There are 4 instances of hostapd operating on each AP. This is the only
non-standard part of the configuration which I added rc scripts to start
the hostapd's with different hostapd.conf and /var/run/hostapd.pid files
Each hostapd is configured to talk to a pair of radius servers, one primary
and one backup.
The radius servers are built from freeradius2 ports configuration and
configured as 4 virtual
radius servers operating on different service ports. Each instance is
provisioned with a certificate
which matches the SSID it is serving signed by a common root self signed
certificate. The self signed
root also is used to sign the client certificates.
The AP also run pf so they can block the CARP multicast from the two system
which are gateways for the
different VLANs mirroring the SSIDs.
>Did you try WPA + AES/CCMP in STA mode with these? If not, would you please
do that?
Yes, station mode works.
>What would be a better account to email?
Really this address I normally read. I also use rjy@cmu.edu but am trying to
seperate my personal projects from work so I prefer to use this gmail one.
The main reason it took to long for me to get back to you was I have been
getting a pre-surgery workup for knee surgery I had last friday. I normally
check this account reasonably often.
>What I'd really like to do is write up a set of testing procedures for
>doing things to the ath driver - in station, hostap and adhoc modes -
>so I can test my local 11n+refactored HAL against it. If you've got a
>working setup then I'd like to try and get that documented and
>reproducable, complete with a set of tests for each to try and ensure
>that as much stuff works as possible.
I think I can help you on that. I would not suggest that you duplicate my
setup, but rather here are some suggestions as to where to start.
1.) The /etc/rc.conf lacks the ability to start multiple hostapds. This make
stock system testing of mulitiple SSIDs difficult. I cloned the hostapd
script as /etc/rc.d/hostapd{0,1,2,3} and referenced
/etc/hostapd/hostapd{0,1,2,3}.conf to make this easier to configure.

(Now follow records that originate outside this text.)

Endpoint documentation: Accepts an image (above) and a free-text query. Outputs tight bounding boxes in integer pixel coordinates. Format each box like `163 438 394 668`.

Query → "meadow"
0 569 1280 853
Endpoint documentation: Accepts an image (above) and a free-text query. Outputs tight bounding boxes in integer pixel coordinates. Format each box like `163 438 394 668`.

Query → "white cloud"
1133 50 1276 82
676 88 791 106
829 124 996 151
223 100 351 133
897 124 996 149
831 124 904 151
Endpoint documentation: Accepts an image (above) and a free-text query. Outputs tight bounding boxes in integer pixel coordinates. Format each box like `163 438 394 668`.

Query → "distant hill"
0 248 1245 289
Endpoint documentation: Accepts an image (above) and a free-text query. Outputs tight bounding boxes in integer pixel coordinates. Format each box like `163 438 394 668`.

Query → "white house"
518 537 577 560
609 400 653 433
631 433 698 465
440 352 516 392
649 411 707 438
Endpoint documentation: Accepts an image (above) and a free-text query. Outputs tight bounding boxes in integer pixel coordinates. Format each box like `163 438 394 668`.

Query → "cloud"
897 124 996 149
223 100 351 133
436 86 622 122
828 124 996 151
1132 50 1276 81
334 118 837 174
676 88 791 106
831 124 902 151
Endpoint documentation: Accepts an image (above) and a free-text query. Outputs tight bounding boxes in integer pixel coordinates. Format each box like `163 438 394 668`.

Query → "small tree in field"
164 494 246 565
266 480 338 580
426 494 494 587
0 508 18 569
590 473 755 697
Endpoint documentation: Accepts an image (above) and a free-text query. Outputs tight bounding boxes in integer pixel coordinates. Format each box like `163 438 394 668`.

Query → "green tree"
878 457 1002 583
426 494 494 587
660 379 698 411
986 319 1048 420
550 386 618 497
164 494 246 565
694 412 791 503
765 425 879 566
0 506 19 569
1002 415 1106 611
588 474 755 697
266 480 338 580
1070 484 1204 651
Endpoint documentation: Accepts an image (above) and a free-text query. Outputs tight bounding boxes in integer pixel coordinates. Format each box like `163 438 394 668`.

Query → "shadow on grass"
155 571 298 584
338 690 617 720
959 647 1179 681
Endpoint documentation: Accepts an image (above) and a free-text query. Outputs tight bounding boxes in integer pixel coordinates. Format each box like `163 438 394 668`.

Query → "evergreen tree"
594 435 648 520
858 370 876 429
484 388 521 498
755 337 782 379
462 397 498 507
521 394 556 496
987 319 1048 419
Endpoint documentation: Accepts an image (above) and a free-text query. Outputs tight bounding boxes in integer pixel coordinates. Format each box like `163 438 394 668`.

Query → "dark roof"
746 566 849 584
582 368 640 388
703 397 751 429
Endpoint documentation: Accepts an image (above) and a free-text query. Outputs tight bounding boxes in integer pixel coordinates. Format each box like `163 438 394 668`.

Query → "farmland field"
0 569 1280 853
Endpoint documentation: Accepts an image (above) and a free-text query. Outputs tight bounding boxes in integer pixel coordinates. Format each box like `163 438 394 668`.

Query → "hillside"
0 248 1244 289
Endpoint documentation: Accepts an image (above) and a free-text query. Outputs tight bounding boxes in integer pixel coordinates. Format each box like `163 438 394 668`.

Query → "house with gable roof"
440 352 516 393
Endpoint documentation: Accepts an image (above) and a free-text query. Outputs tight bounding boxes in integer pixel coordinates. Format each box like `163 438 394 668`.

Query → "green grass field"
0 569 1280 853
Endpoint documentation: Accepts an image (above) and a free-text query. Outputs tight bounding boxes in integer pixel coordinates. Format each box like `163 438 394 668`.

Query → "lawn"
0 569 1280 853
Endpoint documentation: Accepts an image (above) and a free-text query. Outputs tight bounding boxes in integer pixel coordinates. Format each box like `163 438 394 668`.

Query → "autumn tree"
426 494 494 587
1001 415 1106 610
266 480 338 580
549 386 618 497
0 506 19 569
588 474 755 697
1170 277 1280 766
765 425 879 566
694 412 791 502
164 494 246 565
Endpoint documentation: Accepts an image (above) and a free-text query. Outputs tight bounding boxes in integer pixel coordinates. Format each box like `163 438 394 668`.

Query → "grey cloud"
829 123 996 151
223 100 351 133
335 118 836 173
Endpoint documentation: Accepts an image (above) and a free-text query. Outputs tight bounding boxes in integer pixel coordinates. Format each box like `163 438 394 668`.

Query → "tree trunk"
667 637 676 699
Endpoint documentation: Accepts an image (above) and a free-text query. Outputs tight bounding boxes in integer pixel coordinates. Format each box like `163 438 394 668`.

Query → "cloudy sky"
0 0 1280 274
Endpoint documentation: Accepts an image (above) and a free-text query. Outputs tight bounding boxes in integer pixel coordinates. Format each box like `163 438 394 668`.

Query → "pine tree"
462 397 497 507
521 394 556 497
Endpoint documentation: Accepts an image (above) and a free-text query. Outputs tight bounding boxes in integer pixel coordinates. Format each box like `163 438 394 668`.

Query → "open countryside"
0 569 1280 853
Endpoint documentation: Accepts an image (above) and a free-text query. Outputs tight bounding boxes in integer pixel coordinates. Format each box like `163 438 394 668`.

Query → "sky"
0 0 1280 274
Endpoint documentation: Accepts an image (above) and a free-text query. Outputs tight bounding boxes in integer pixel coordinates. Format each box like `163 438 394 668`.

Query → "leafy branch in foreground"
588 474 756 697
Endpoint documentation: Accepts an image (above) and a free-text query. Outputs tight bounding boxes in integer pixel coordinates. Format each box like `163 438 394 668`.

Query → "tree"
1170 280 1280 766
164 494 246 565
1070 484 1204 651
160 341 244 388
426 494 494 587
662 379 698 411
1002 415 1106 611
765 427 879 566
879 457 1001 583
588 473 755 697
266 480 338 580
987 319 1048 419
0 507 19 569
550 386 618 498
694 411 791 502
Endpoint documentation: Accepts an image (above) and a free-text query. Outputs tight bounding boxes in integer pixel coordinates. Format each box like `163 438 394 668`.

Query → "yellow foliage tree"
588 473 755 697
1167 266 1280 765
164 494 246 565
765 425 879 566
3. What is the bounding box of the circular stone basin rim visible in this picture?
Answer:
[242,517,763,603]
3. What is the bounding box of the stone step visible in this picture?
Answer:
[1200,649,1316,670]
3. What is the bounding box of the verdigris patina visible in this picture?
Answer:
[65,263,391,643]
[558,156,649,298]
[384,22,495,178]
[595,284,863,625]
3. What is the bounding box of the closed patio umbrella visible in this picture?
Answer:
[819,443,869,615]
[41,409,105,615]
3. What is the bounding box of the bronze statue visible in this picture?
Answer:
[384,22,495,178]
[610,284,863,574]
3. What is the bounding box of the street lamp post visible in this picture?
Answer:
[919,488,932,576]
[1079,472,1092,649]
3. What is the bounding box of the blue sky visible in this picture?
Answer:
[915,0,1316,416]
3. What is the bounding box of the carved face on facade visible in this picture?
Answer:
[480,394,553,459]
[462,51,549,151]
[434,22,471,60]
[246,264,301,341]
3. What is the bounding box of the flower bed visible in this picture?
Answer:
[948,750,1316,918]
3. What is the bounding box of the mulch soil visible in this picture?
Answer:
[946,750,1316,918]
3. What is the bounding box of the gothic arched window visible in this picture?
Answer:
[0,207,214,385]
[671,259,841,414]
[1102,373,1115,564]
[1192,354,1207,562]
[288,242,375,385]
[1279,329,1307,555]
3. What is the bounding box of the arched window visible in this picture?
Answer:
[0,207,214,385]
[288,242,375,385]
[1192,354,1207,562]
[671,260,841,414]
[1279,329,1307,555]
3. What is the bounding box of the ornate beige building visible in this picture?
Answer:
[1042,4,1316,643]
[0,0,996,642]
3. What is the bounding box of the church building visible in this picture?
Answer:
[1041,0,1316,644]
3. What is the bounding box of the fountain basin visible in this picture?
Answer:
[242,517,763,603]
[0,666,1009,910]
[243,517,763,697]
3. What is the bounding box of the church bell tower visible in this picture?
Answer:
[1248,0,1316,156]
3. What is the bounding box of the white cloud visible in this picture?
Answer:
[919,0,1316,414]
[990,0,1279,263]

2.) Similarly you have multiple wireless cards on a client system the
wpa_suppliment rc script lacks the ability to specify a diffferent
configuration file per interface.
3.) The problem the patch I made fixed was related to the AP recognizing
multicast/broadcast traffic orginated by clients when multiple SSID where
configured on an AP. Without the patch only the last configured SSID
actually recognizes broadcasts coming from client reliably. Since often
traffic is initiated by the client the ARP entry on the gateway
will be populated by incoming traffic and the gateway will not need to
broadcast a whereis this IP which the client would respond to. To test this
was tricky since when client connects it orginates traffic using DHCP to get
an address.
To test I either used a client which did not DHCP or forced thegateway ARP
cache to be cleared after client got an address via DHCP.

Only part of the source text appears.